Officiating basketball games all over West Michigan as a member of the USA Officials Association has proven to be a perfect fit for the extrovert, who loves every aspect of it – from the event officials he knows at every school, the excitement of a Friday night game, watching kids have some clean fun and, of course, joking around with coaches and fans.

“He knows people everywhere we go and he loves to reconnect with them,” said Matt Houseman, who has worked with Kirk on two- and three-man basketball officiating crews for more than 20 years. “After awhile, I have to ask him: ‘Are you running for mayor or officiating a basketball game?’”

His defense?

“I have to be myself, man,” said Kirk, who says he feels like a kid again every time he goes to a school to officiate.

The fact of the matter is, once the game begins, Kirk is a very highly rated official who is dead serious about what he does and works hard at getting better.

Houseman said that Kirk (who also has officiated football and baseball in years past) is always the one at halftime who wants to initiate discussions about game situations and how they were handled and always talks about specific calls on the car rides home. He also is a regular at the association’s five annual training meetings.

Kirk said he is thankful to Dave Fisher, one of the founders of the local officials’ association, for getting him started in reffing when he was in his 30s. Over the past 30-plus years, Kirk has worked with many different partners of all ages, but most often with Houseman, Fisher, Dave Young, Curtis Adams, Dave Borgman and Ben Hylland.

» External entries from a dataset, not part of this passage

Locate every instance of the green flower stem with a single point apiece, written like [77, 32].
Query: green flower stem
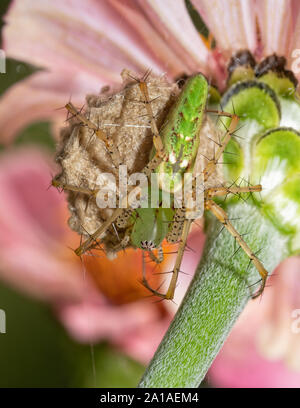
[215, 299]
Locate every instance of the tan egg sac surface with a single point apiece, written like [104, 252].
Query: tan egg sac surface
[83, 157]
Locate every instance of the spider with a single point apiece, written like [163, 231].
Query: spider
[176, 151]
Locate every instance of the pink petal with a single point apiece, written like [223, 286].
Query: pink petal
[173, 23]
[275, 24]
[33, 254]
[91, 321]
[232, 23]
[251, 371]
[40, 97]
[87, 36]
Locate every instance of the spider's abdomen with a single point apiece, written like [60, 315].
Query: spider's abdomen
[180, 131]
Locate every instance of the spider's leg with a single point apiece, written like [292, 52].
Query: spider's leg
[210, 167]
[185, 231]
[220, 191]
[221, 215]
[175, 232]
[157, 258]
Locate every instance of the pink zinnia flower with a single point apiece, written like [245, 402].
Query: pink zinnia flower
[83, 46]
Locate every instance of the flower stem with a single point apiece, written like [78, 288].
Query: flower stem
[217, 295]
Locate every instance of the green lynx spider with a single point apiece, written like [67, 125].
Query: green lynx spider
[174, 146]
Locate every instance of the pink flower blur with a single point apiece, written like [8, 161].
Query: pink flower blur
[84, 46]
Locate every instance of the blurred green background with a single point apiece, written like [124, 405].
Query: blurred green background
[36, 351]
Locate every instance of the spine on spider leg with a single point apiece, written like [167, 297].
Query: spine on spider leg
[223, 281]
[219, 291]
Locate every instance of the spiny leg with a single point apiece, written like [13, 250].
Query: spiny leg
[175, 273]
[159, 156]
[221, 215]
[157, 258]
[220, 191]
[210, 167]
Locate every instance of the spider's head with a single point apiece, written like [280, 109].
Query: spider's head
[148, 245]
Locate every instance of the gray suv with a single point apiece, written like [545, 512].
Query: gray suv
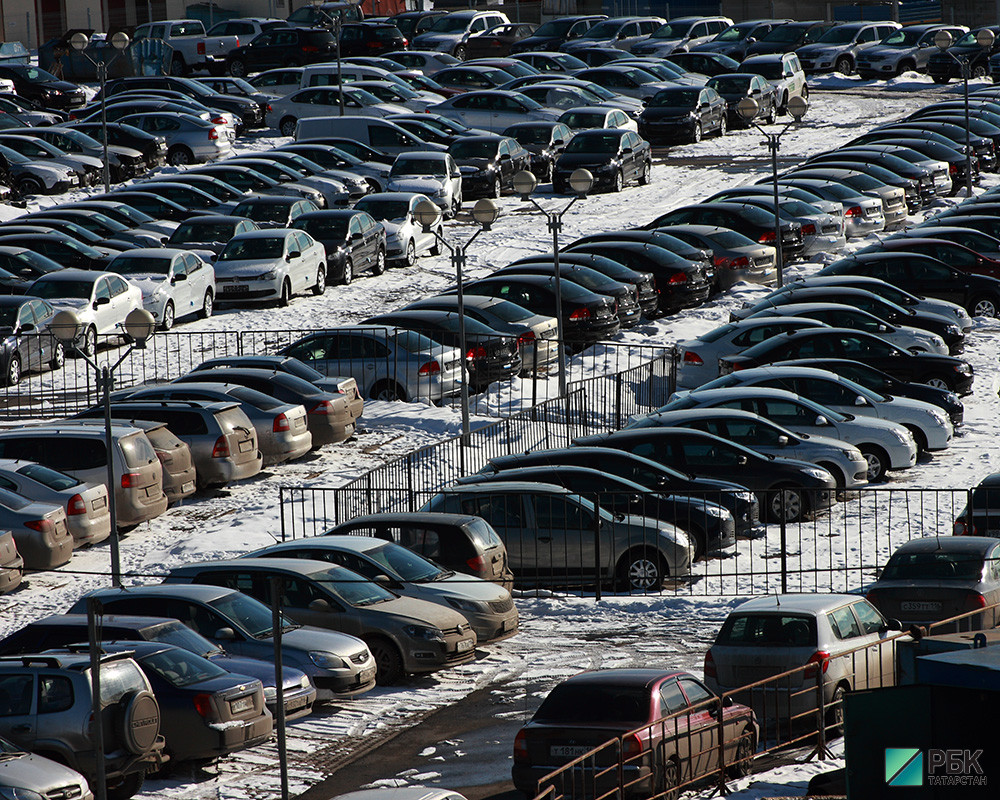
[46, 703]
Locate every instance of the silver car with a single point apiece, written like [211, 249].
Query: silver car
[88, 514]
[885, 445]
[699, 358]
[844, 461]
[488, 607]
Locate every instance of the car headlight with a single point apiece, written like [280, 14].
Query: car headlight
[424, 633]
[325, 660]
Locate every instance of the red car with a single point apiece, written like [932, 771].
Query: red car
[658, 755]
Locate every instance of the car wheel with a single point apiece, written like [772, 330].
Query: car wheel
[641, 570]
[878, 462]
[168, 317]
[13, 375]
[320, 285]
[788, 503]
[388, 660]
[179, 156]
[207, 305]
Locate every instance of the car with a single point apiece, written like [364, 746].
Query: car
[845, 462]
[488, 608]
[388, 363]
[663, 709]
[174, 283]
[885, 445]
[636, 553]
[405, 635]
[837, 641]
[88, 518]
[271, 264]
[933, 578]
[339, 665]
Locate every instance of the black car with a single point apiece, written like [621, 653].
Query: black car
[625, 295]
[613, 156]
[787, 488]
[680, 283]
[683, 114]
[977, 294]
[553, 34]
[354, 241]
[711, 527]
[883, 383]
[754, 223]
[43, 87]
[588, 317]
[282, 47]
[488, 164]
[945, 372]
[491, 356]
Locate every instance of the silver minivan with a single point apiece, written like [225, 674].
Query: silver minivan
[79, 450]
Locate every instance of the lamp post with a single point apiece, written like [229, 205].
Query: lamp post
[943, 40]
[581, 182]
[428, 214]
[79, 41]
[139, 325]
[747, 108]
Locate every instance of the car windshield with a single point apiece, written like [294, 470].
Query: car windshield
[602, 143]
[182, 668]
[474, 148]
[140, 265]
[254, 249]
[934, 565]
[434, 167]
[590, 703]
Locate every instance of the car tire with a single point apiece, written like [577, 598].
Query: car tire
[389, 661]
[641, 569]
[320, 286]
[12, 376]
[179, 156]
[168, 316]
[878, 462]
[207, 305]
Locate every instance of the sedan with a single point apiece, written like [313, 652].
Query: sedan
[174, 283]
[591, 708]
[270, 265]
[683, 114]
[934, 578]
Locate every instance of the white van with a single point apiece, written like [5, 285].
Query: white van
[377, 133]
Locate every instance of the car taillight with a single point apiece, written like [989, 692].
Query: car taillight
[221, 449]
[76, 505]
[817, 664]
[203, 705]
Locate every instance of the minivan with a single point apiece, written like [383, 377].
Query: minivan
[79, 450]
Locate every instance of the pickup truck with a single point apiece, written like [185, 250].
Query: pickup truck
[192, 48]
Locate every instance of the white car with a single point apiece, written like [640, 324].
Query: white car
[405, 239]
[433, 174]
[101, 300]
[322, 101]
[174, 283]
[270, 264]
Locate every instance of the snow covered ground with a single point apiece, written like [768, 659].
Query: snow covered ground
[560, 634]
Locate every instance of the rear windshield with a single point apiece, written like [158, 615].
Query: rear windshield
[782, 630]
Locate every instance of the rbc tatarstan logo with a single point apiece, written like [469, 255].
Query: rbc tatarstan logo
[904, 766]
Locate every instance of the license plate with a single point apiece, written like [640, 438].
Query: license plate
[241, 704]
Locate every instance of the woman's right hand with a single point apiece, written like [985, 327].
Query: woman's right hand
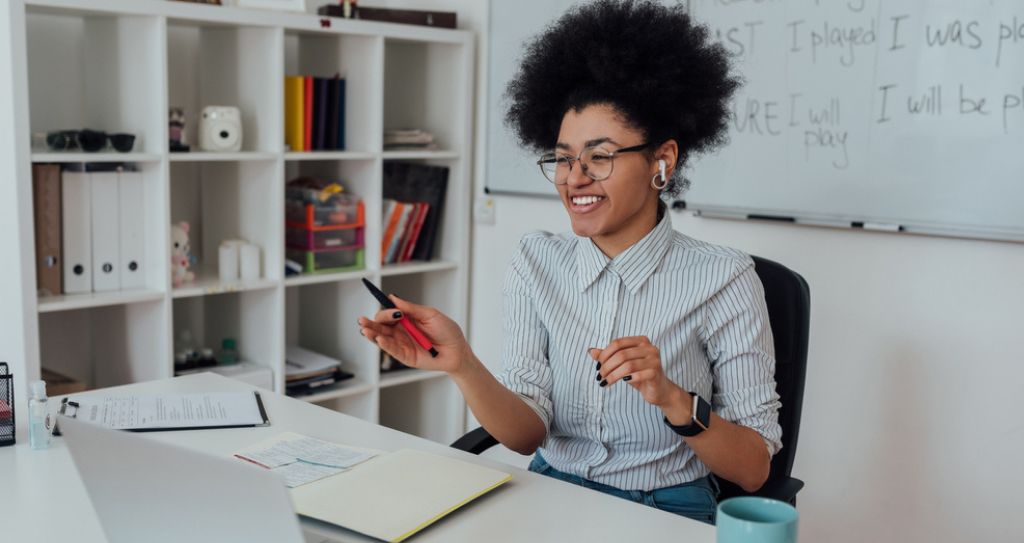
[446, 336]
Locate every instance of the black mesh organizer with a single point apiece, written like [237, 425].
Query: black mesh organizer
[6, 406]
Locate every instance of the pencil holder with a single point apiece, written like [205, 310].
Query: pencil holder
[6, 406]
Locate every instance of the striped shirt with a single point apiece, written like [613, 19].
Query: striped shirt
[701, 305]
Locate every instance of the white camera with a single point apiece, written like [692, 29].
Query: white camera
[220, 128]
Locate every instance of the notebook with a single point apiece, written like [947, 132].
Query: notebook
[395, 495]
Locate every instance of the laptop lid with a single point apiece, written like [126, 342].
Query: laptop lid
[143, 490]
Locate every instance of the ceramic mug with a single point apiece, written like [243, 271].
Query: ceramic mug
[753, 519]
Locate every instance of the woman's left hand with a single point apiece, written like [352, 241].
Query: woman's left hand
[638, 362]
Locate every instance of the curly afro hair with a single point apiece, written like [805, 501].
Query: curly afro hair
[649, 61]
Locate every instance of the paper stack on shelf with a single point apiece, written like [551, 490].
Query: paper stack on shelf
[306, 371]
[413, 139]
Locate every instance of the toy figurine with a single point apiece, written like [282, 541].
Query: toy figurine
[181, 258]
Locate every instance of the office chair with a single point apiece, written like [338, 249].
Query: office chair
[788, 301]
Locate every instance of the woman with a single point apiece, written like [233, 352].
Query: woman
[638, 361]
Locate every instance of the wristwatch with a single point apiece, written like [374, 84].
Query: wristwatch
[699, 422]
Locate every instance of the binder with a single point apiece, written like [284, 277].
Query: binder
[46, 208]
[131, 195]
[105, 232]
[294, 113]
[77, 232]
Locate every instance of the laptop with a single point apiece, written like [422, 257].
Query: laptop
[143, 490]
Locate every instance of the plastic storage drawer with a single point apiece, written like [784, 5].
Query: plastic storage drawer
[339, 211]
[346, 259]
[323, 239]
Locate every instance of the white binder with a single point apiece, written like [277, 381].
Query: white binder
[132, 250]
[76, 199]
[105, 232]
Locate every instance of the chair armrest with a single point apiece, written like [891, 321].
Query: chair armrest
[782, 490]
[476, 442]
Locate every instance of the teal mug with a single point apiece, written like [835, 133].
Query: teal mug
[753, 519]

Antekeier gets ready to put the ball in play at a Western Michigan Christian basketball game against North Muskegon in 2015. Photo/Tim Reilly

The thing about Kirk is that it makes no difference to him what level of play he is officiating – he takes all of it very seriously.

In fact, when asked about some of his favorite memories and games through the years, he doesn’t bring up the big regional battles he’s worked in packed gymnasiums, but rather the squeaky Saturday morning fifth- and sixth-grade games he’s labored at for years in the Catholic-Christian Elementary League.

“You work those younger levels and you’re really doing a lot of teaching,” said Kirk, who surely got his outgoing personality from his father, Jerry, who for years owned Ar-Jer’s Clothing in Muskegon. “I tell those kids why I had to call something and they listen. I tell them if they want to clutch and grab each other all day, go out for wrestling.”

He remembers after one youth game, a mom approached him and told him it looked like he was having more fun out there than the kids.

Kirk’s reply: “You’re right. And thanks for noticing.”

While Kirk has always been Mr. Positive, looking for the good in every situation and quick with a joke to lighten tense situations, he is now even more grateful and thankful after his open-heart surgery.

And he knows it will be emotional when he returns to the court to do what he loves.

“I know that it was God that brought Doogie and I back together at the right moment this summer,” said Kirk. “I’m lucky to be back out here in the game of life. I’m going to make the most of it.”